Not according to the airlines. Note this line on the carry-on baggage page for American Airlines.

"Please note, you’ll also need to be able to lift your bag into the overhead bin"

Posted by
2478 posts

I have always wondered if this means that very short people are thus not allowed to have carry-on because they physically cannot put even a 1 pound bag into the bins. My wife is 5'1" - I always put both our bags up.

Posted by
3683 posts

Lee's advice applies to Air Canada too. Middle-aged flight attendants cannot be expected risk back injury to heft bags into the deep overhead compartments of a 777. In consideration of my own altitude shortcomings, I do not hesitate to use an arm rest as a ladder, and do not carry any bag I can't pick up with one hand. Any other assistance for those who refuse to check heavy luggage should require an extra fee.

Posted by
3933 posts

Yeah...I'm pretty sure the stress on flight attendants if they had to lift dozens of 20+ lb bags all the time would mean lots of back injuries and workers comp. I don't hesitate to take bags down for people or if there was an older/shorter person I'll give them a hand getting it in. Someday when I can't do it myself I hope some young tall strong person will take pity on me. :)

Posted by
18312 posts

The requirement that you be able to put it in the overhead bin applies primarily to US airlines, which do not otherwise have a limit to the weight of carryon bags. European airlines, which limit the bag weight (in the case of Lufthansa to 17.6#), don't seem to have that requirement.

Posted by
7614 posts

Joel, I love it! I agree. Except for elderly people, my thought is,if you can't hoist it, don't bring it!

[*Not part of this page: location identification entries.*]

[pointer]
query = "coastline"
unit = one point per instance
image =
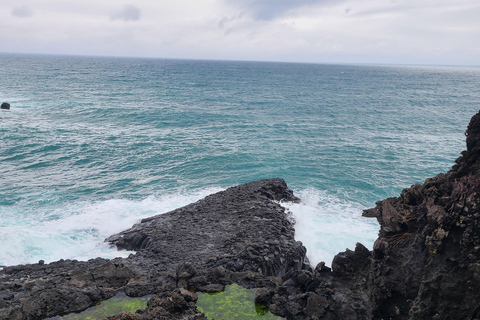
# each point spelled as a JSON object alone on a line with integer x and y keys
{"x": 425, "y": 263}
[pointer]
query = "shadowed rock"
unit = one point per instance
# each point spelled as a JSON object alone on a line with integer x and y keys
{"x": 239, "y": 235}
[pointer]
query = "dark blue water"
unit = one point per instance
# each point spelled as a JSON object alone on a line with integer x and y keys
{"x": 92, "y": 144}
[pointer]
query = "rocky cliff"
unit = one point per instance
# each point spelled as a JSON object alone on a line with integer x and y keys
{"x": 425, "y": 263}
{"x": 240, "y": 235}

I have definitely been on planes where I've had to step onto my seat to get the bag in the overhead bin though, as I'm only 5' tall. I simply don't have the reach. That's pretty rare, but there definitely has been a time or two when I've had to do it.

Posted by
1000 posts

Ditto, Kim, and bravo, Joel! I am only 5'2" and not the greatest upper body strength. If I am traveling alone and can't lift my bag over my head, it gets checked. I do not wish to be at the mercy of a strong, tall stranger!

If a person can't manage their bags on their own, the bag should be checked. Just because you can, doesn't mean you should.